Eternity is a really, really long time. (Trust me, I’m a doctor.)
When I was in elementary school, it seemed like it took forever to get through the school year. The winter months after Christmas break were particularly tough to get through. To a little kid, some of those months seemed like an eternity, especially when we had to do gymnastics. (I don’t care what the coaches said; I’m still convinced that the human body wasn’t made to fly through the air upside down and backwards). Every day I went to school thinking I would break my neck and be paralyzed. Those were dark days to a little kid and they seemed eternal. (Who’d have known that 40 years later my childhood fears would come true when I was in a propane fire, went tumbling through the air, and knocked a disc out in my neck which caused nerve damage requiring bone graft and disc fusion surgery?… I wish I could go back and tell the coach that I was right.)

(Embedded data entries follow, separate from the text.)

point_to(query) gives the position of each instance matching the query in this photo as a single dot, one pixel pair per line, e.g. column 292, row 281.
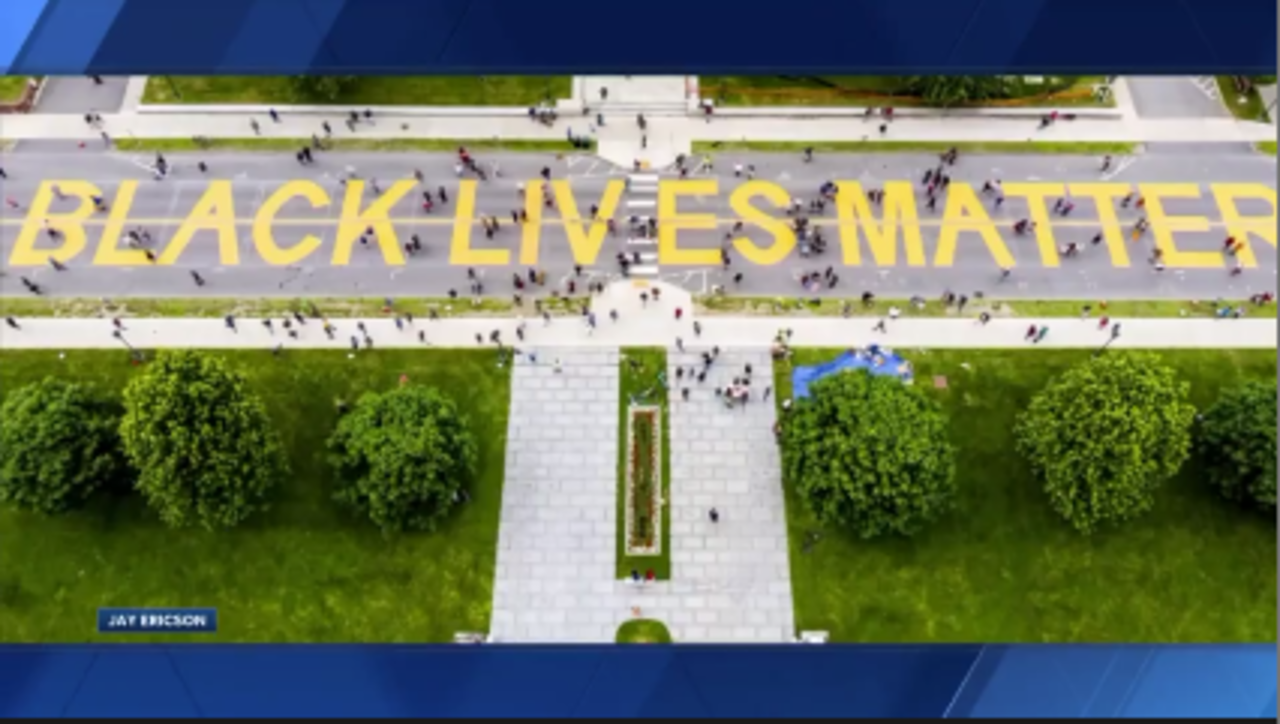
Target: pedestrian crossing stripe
column 887, row 233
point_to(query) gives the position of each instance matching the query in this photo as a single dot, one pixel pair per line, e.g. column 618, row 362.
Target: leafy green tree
column 403, row 458
column 201, row 441
column 59, row 443
column 1106, row 435
column 327, row 88
column 946, row 91
column 1237, row 441
column 869, row 454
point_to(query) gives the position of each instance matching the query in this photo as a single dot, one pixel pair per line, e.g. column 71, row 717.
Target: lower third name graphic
column 156, row 621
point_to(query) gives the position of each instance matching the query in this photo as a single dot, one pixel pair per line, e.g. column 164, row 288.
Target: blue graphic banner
column 956, row 682
column 662, row 36
column 156, row 621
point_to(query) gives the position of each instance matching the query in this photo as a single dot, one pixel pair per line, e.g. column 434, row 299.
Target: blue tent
column 876, row 360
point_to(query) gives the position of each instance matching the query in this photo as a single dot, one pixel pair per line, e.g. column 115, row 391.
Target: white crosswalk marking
column 641, row 201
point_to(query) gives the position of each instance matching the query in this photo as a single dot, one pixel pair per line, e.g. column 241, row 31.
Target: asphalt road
column 160, row 206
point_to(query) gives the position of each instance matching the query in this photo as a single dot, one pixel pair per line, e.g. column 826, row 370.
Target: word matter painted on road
column 890, row 230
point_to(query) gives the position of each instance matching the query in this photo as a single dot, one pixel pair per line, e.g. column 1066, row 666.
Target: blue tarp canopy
column 876, row 360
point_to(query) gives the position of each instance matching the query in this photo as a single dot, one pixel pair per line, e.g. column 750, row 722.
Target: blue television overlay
column 944, row 681
column 874, row 358
column 659, row 36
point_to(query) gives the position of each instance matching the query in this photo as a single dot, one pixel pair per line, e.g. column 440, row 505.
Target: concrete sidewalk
column 656, row 329
column 685, row 129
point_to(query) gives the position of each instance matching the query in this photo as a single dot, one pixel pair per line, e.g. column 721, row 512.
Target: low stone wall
column 26, row 101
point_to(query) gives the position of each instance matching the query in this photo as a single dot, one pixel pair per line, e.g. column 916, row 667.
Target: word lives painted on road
column 888, row 233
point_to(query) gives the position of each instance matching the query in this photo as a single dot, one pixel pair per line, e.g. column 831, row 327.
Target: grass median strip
column 1031, row 308
column 644, row 464
column 12, row 87
column 380, row 145
column 1005, row 568
column 817, row 91
column 344, row 307
column 1246, row 105
column 1046, row 147
column 305, row 572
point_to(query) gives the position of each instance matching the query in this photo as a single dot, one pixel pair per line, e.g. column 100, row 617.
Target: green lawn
column 12, row 87
column 860, row 91
column 368, row 91
column 305, row 572
column 1141, row 308
column 643, row 631
column 344, row 307
column 1091, row 149
column 1246, row 106
column 385, row 145
column 635, row 380
column 1004, row 568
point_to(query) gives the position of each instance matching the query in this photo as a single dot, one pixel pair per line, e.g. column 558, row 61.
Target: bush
column 1237, row 441
column 1106, row 435
column 201, row 441
column 403, row 458
column 59, row 443
column 869, row 454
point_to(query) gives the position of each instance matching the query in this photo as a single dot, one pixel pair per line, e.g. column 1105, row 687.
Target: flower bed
column 644, row 481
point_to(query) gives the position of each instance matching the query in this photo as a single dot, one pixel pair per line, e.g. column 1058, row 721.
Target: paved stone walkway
column 556, row 541
column 556, row 578
column 731, row 581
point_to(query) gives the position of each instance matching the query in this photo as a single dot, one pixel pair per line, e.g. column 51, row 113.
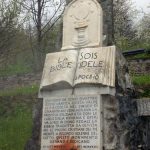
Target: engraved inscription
column 74, row 120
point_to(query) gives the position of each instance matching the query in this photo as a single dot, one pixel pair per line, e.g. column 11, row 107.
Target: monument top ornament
column 82, row 25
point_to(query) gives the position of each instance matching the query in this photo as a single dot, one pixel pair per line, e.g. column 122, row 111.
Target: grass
column 16, row 117
column 15, row 128
column 141, row 80
column 26, row 90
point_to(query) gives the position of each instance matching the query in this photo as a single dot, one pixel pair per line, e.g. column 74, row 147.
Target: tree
column 44, row 15
column 124, row 31
column 143, row 28
column 9, row 12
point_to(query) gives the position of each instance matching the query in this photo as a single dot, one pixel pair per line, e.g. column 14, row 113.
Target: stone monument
column 82, row 86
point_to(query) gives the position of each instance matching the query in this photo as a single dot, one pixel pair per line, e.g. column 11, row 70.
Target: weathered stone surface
column 59, row 67
column 139, row 66
column 82, row 125
column 34, row 142
column 143, row 107
column 70, row 68
column 96, row 66
column 82, row 25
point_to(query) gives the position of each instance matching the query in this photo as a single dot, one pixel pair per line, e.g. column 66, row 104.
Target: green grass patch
column 16, row 69
column 141, row 80
column 15, row 129
column 26, row 90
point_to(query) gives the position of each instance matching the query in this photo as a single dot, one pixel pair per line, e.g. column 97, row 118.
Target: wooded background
column 31, row 28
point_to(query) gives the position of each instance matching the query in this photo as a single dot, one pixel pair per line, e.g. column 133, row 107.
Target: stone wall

When times are bad, we often have a tendency to:
- Think things can’t get any worse
- Focus on our present turmoil
- Feel like the hardships are taking an eternity to get through
I encourage you to seek a different perspective that can help turn your attitude towards the positive. Consider an eternal perspective: Ask yourself if any of your current hardships will matter 100 years or even 1000 years from now. By the grace of God, 100 years from now we’ll be in heaven with our friends and loved ones, and all of our current concerns will be inconsequential. In heaven, love and joy will be everywhere and forgiveness will be rampant. If it was otherwise, they wouldn’t call it heaven.
Another way to look at life is similar to a Galton board (or bean machine). In a Galton board, balls fall from top to bottom, hitting pegs along the way. Some of the balls fall almost straight down. Others hit lots of pegs, and they wind up falling far to the side. Lots of the balls will fall almost straight down, while others will encounter lots of obstacles and take the long road.
All of us will have some stressful times in our lives, whether that is medical, financial, personal, or legal problems. Some of us may go through life like the balls on the Galton board that pass through with less obstacles and in fairly straightforward fashion. Others will encounter more stress, more obstacles that bump them off their desired path, similar to the balls that bounce to the sides of the Galton board. These are people who might say ‘If it wasn’t for bad luck, I’d have no luck at all.’ Either way, all of the balls eventually wind up in the same collection bucket at the bottom of the board, regardless of whether they’ve taken the hard or easy path.
In a similar manner, from an eternal perspective, we all wind up in the same place through Christ’s saving grace. Years from now, the path we take (our stressful/hard times), become irrelevant. I encourage you to use this eternal perspective to comfort yourself and reduce anxieties during stressful periods.
When I was in medical school, students would naturally be concerned about the grade we got on tests.
Keep in mind that students in medical school are used to getting straight ‘A’s and destroying the grading curve for everyone else. Naturally, medical students would feel devastated when they got a ‘C’. Faculty would reassure us with the long term (i.e. eternal) perspective:
Faculty: ‘What do you call the medical student who graduates last in his class?’
Student: ‘What?’
Faculty: ‘Doctor’
Yes, the eternal perspective is reassuring. (By the way, if you are one of my patients, don’t worry, I did pretty well…I wasn’t last.)
Remember the eternal perspective and be thankful; after all, it’s a gift from God.